The primary goal of this project is to learn and apply the essential steps in data analysis, with a strong focus on data cleaning and exploratory data analysis (EDA). The dataset used is the classic Titanic dataset, which contains inconsistencies in its values, such as missing and null entries. These issues highlight the crucial role of data cleaning as a foundational step.
By properly cleaning the data, it becomes more reliable for the next stages of data analysis and can even be used for building machine learning models. This project aims to develop a solid understanding of handling real-world datasets and preparing them for further analysis or predictive tasks.
This project was implemented using Python, along with the following libraries:
- Pandas – for data manipulation and cleaning
- Matplotlib – for data visualization
- Seaborn – for enhanced statistical plotting
Several insights were uncovered during the exploratory data analysis process:
- There were more male passengers than female passengers on board the Titanic.
- A majority of male passengers did not survive (only 73 out of 288 survived), while most female passengers survived (196 out of 211). This supports the idea of the "women and children first" policy during the evacuation.

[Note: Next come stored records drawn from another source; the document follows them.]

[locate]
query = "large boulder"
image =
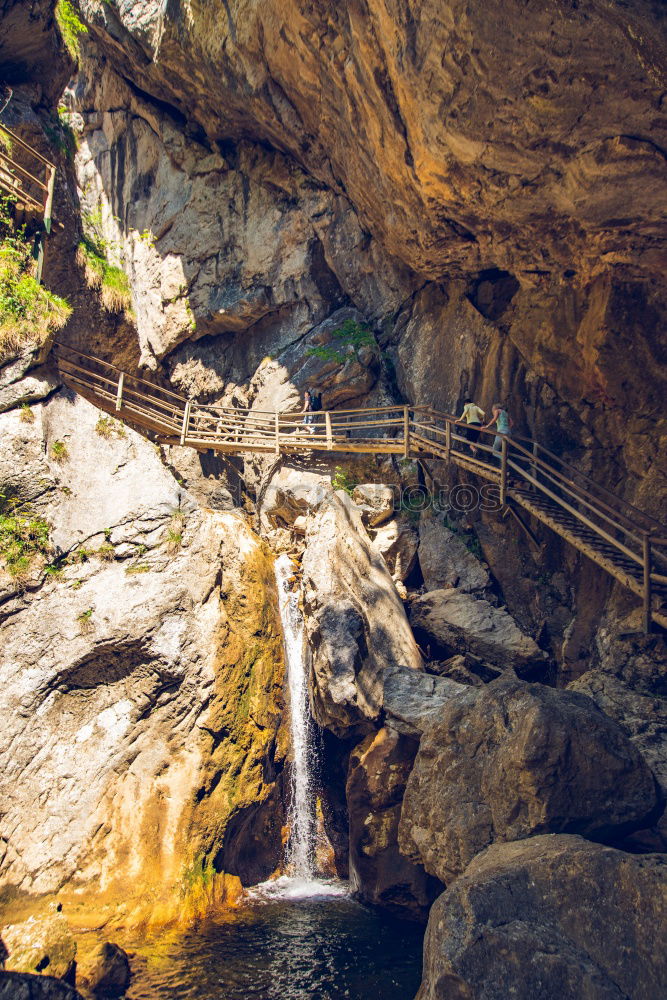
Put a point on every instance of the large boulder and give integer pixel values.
(354, 618)
(449, 621)
(413, 699)
(643, 717)
(42, 943)
(511, 760)
(379, 874)
(110, 976)
(397, 542)
(445, 561)
(555, 917)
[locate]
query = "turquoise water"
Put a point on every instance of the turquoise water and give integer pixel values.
(324, 947)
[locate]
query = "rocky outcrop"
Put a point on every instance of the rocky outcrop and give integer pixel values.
(445, 561)
(110, 976)
(355, 620)
(552, 917)
(511, 760)
(452, 621)
(19, 986)
(42, 943)
(379, 874)
(141, 681)
(413, 700)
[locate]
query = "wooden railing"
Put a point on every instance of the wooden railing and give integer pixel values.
(626, 542)
(32, 188)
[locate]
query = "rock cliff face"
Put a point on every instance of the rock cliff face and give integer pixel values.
(479, 191)
(141, 681)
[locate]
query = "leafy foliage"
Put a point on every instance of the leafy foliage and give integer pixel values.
(341, 480)
(111, 280)
(29, 313)
(353, 337)
(71, 27)
(24, 538)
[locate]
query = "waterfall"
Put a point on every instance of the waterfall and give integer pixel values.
(301, 807)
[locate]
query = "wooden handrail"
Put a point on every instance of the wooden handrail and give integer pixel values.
(409, 431)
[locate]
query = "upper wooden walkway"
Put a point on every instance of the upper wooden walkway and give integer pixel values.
(625, 542)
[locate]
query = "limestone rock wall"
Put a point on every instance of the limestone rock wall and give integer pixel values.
(142, 681)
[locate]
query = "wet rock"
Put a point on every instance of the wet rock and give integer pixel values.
(511, 760)
(379, 874)
(464, 669)
(375, 502)
(20, 986)
(42, 943)
(453, 622)
(413, 699)
(397, 542)
(551, 917)
(355, 620)
(110, 976)
(445, 561)
(643, 717)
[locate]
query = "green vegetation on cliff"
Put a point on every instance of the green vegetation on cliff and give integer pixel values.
(28, 311)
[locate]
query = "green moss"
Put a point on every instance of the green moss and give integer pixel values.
(24, 538)
(108, 278)
(342, 480)
(29, 313)
(71, 27)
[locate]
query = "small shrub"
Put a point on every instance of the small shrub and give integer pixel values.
(85, 620)
(29, 313)
(111, 280)
(59, 451)
(71, 27)
(107, 428)
(341, 480)
(353, 337)
(138, 568)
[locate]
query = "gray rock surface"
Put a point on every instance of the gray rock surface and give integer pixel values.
(19, 986)
(413, 700)
(110, 976)
(375, 501)
(553, 917)
(453, 621)
(511, 760)
(354, 618)
(445, 561)
(397, 542)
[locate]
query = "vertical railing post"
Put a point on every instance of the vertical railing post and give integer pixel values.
(186, 421)
(119, 394)
(648, 610)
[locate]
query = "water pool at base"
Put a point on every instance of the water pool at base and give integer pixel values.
(286, 945)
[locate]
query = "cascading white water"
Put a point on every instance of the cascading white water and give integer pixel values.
(301, 809)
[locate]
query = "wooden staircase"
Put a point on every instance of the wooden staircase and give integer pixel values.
(622, 540)
(31, 187)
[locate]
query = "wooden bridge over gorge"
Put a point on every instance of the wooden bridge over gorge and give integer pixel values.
(624, 541)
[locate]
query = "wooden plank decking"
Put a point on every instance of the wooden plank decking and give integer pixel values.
(625, 542)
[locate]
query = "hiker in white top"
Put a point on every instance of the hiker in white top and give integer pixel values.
(473, 416)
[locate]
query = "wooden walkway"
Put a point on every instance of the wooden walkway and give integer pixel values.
(625, 542)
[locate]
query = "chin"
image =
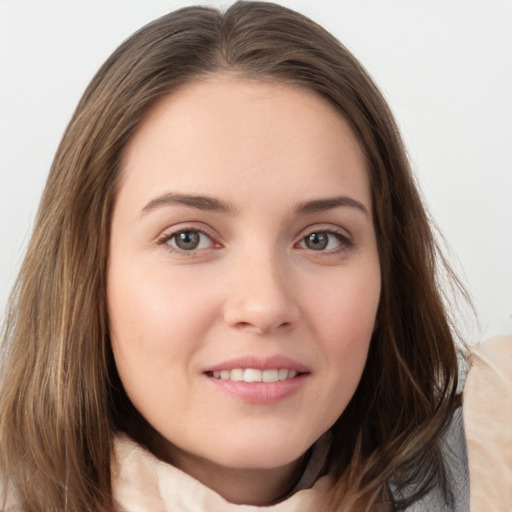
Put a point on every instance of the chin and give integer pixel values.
(261, 453)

- The survival rate for male passengers was only 25.35%, while female passengers had a survival rate of 92.89%. This significant difference shows a strong correlation between gender and survival chances.
This project can serve as a strong starting point for further exploration. Suggested next steps include:
- Expanding into advanced data analysis, such as correlation heatmaps, hypothesis testing, or multivariate analysis.
- Applying machine learning models (e.g., logistic regression, decision trees, or random forests) to predict survival based on passenger features.
- Building a dashboard to make insights more interactive and accessible.